12. The system according to claim 10, further comprising:
means for creating a new business process model from said at least one service task; and
means for outputting said new business process model to said database of business process models.
13. The system according to claim 10, further comprising:
means for mining said database of business process models for new business process abstractions; and
means for adding said new business process abstractions to said database of business process models.
14. The system according to claim 10, further comprising:
means for extracting an offered service definition from said service request; and
means for comparing said offered service definition to business process models stored in said database of business process models.
15. The system according to claim 10, further comprising:
means for triggering said business process learning module; and
means for incrementing a counter on said business process learning module.
16. A method, comprising:
searching a database of business process models to determine whether business process models required to fulfill a business service request exist;
creating a service plan for executing said business service request when no matching business process models are found in said database;
outputting said service plan to a business process learning module;
creating at least one service task for performing said business service request;
outputting said at least one service task to said business process learning module;
modifying said existing business process models when a matching business process models are found in said database in order to learn new business process models; and
outputting said new business process models to said business process learning module.
17. A computer program product comprising a computer useable medium including a computer readable program, wherein the computer readable program when executed on a computer causes the computer to:
receive a business service request;
determine whether at least one matching business process model required to fulfill said business service request exists;
output said at least one matching business process model to a database of business process models when matching business process models are found;
provision a service plan for executing said service request when no matching business process models are found;
output said service plan to said business process learning module;
partition at least one service task associated with said generated service plan; and
output said at least one service task to said business process learning module.

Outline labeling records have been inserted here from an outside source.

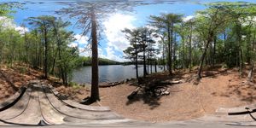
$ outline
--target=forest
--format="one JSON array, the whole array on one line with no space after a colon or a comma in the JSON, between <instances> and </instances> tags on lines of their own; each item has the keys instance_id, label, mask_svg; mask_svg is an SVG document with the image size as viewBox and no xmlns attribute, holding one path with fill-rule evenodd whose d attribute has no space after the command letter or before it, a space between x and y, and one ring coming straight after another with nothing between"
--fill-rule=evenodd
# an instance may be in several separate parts
<instances>
[{"instance_id":1,"label":"forest","mask_svg":"<svg viewBox=\"0 0 256 128\"><path fill-rule=\"evenodd\" d=\"M1 3L0 64L13 67L21 63L42 69L45 79L50 74L61 78L64 84L68 84L72 71L83 62L84 66L92 65L91 97L99 99L98 63L120 64L98 60L96 26L99 20L96 15L99 6L86 6L83 10L87 11L83 14L84 15L80 15L79 10L68 9L73 7L56 12L69 15L72 18L79 17L78 26L90 36L89 50L92 55L90 60L79 56L78 47L70 46L75 41L74 34L67 28L73 25L61 16L29 17L24 21L28 26L24 24L23 31L18 31L7 22L13 22L14 17L10 15L15 13L14 9L22 7L15 3ZM143 64L144 77L148 73L147 65L163 65L170 75L175 75L173 71L177 69L191 71L196 67L195 79L201 79L201 72L206 67L238 67L242 76L247 66L250 72L246 75L248 81L253 82L256 62L256 5L240 2L212 3L206 6L206 9L189 18L183 14L163 13L148 17L146 26L122 31L130 42L130 46L124 50L124 57L136 66L137 79L139 63Z\"/></svg>"}]
</instances>

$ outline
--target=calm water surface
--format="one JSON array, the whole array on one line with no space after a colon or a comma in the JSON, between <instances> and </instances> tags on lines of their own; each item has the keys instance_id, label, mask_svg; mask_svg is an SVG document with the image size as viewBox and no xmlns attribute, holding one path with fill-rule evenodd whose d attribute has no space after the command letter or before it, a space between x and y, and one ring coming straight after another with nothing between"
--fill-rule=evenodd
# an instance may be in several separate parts
<instances>
[{"instance_id":1,"label":"calm water surface","mask_svg":"<svg viewBox=\"0 0 256 128\"><path fill-rule=\"evenodd\" d=\"M162 66L157 66L157 72L163 72ZM143 67L138 67L139 76L143 74ZM149 73L150 73L149 66ZM152 73L154 73L154 66L152 67ZM122 66L99 66L99 82L117 82L126 79L136 78L136 69L134 65ZM76 69L73 73L73 82L78 84L90 84L91 67L84 67Z\"/></svg>"}]
</instances>

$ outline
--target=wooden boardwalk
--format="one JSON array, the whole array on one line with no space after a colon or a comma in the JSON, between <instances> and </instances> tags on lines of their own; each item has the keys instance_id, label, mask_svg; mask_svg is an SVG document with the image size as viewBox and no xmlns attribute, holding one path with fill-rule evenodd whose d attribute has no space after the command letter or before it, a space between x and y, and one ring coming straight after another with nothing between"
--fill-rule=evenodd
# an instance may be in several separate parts
<instances>
[{"instance_id":1,"label":"wooden boardwalk","mask_svg":"<svg viewBox=\"0 0 256 128\"><path fill-rule=\"evenodd\" d=\"M90 107L60 98L50 85L32 81L0 104L0 127L234 127L256 125L248 115L219 114L196 119L155 124L123 118L108 107ZM229 109L230 110L230 109ZM236 109L240 110L240 109ZM229 111L230 112L230 111ZM253 113L254 114L254 113ZM201 125L199 125L201 124Z\"/></svg>"}]
</instances>

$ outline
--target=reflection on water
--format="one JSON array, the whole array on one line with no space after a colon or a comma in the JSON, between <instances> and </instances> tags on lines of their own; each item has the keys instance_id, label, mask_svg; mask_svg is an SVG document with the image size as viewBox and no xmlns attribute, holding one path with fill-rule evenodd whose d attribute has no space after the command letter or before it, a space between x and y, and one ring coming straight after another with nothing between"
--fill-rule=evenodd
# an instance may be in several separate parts
<instances>
[{"instance_id":1,"label":"reflection on water","mask_svg":"<svg viewBox=\"0 0 256 128\"><path fill-rule=\"evenodd\" d=\"M163 72L162 66L157 66L157 72ZM139 76L143 74L143 67L138 67ZM149 73L150 66L149 66ZM154 73L154 66L152 67L152 73ZM117 82L126 79L136 78L134 65L122 66L99 66L99 82ZM84 67L75 70L73 73L73 82L79 84L90 84L91 67Z\"/></svg>"}]
</instances>

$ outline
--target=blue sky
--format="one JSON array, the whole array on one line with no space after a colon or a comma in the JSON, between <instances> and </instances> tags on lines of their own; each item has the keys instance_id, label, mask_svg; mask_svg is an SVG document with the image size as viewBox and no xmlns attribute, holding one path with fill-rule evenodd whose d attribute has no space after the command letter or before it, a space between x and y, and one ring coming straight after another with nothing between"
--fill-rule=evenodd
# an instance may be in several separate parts
<instances>
[{"instance_id":1,"label":"blue sky","mask_svg":"<svg viewBox=\"0 0 256 128\"><path fill-rule=\"evenodd\" d=\"M0 2L10 2L13 0L0 0ZM15 1L15 0L14 0ZM17 1L17 0L16 0ZM28 1L28 0L26 0ZM55 15L55 10L58 10L64 7L60 3L55 3L53 1L57 0L33 0L31 2L35 2L38 3L27 3L24 6L26 8L23 10L17 10L16 14L14 14L14 20L17 26L22 23L26 23L24 21L28 17L39 16L39 15ZM63 1L63 0L62 0ZM153 0L151 0L153 1ZM156 0L155 0L156 1ZM188 1L188 0L187 0ZM184 17L194 15L195 11L206 9L203 4L199 4L207 2L217 2L218 0L194 0L186 3L173 3L172 4L168 4L166 3L160 4L149 4L143 6L134 7L135 12L132 13L121 13L116 12L115 14L111 14L111 16L102 20L102 39L100 40L99 47L99 55L100 57L108 58L111 60L115 60L119 61L124 61L123 50L128 47L129 42L124 37L124 33L120 31L126 28L135 28L137 26L145 26L148 24L149 15L158 15L160 13L177 13L183 14ZM218 0L222 1L222 0ZM236 2L242 0L225 0L227 2ZM19 2L23 2L20 0ZM44 3L38 3L38 2L43 2ZM145 1L148 2L148 1ZM195 3L198 2L198 3ZM255 3L255 0L245 0L243 2L252 2ZM63 17L63 20L68 20L67 17ZM75 20L70 20L74 22ZM73 43L72 45L79 45L81 51L85 46L87 46L88 37L81 36L81 31L73 27L73 26L68 27L70 31L73 31L75 33L75 38L78 39L76 42ZM81 55L88 56L90 55L90 50L85 50L85 52L81 52Z\"/></svg>"}]
</instances>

18. A computer program product according to claim 17, wherein the computer readable program further causes the computer to:
search a database of business process models for business process models that match said business service request.
19. A computer program product according to claim 17, wherein the computer readable program further causes the computer to:
modify said matching business process models.
20. A computer program product according to claim 19, wherein attributes, indices, and descriptions are used to modify said matching business process models.
21. A computer program product according to claim 18, wherein the computer readable program further causes the computer to:
create a new business process model from said at least one service task; and
output said new business process model to said database of business process models.
22. A computer program product according to claim 18, wherein the computer readable program further causes the computer to:
mine said database of business process models for new business process abstractions; and
add said new business process abstractions to said database of business process models.
23. A computer program product according to claim 18, wherein the computer readable program further causes the computer to:
extracting an offered service definition from said service request; and
comparing said offered service definition to business process models stored in said database of business process models.
24. A computer program product according to claim 18, wherein the computer readable program further causes the computer to:
triggering said business process learning module; and
incrementing a counter on said business process learning module.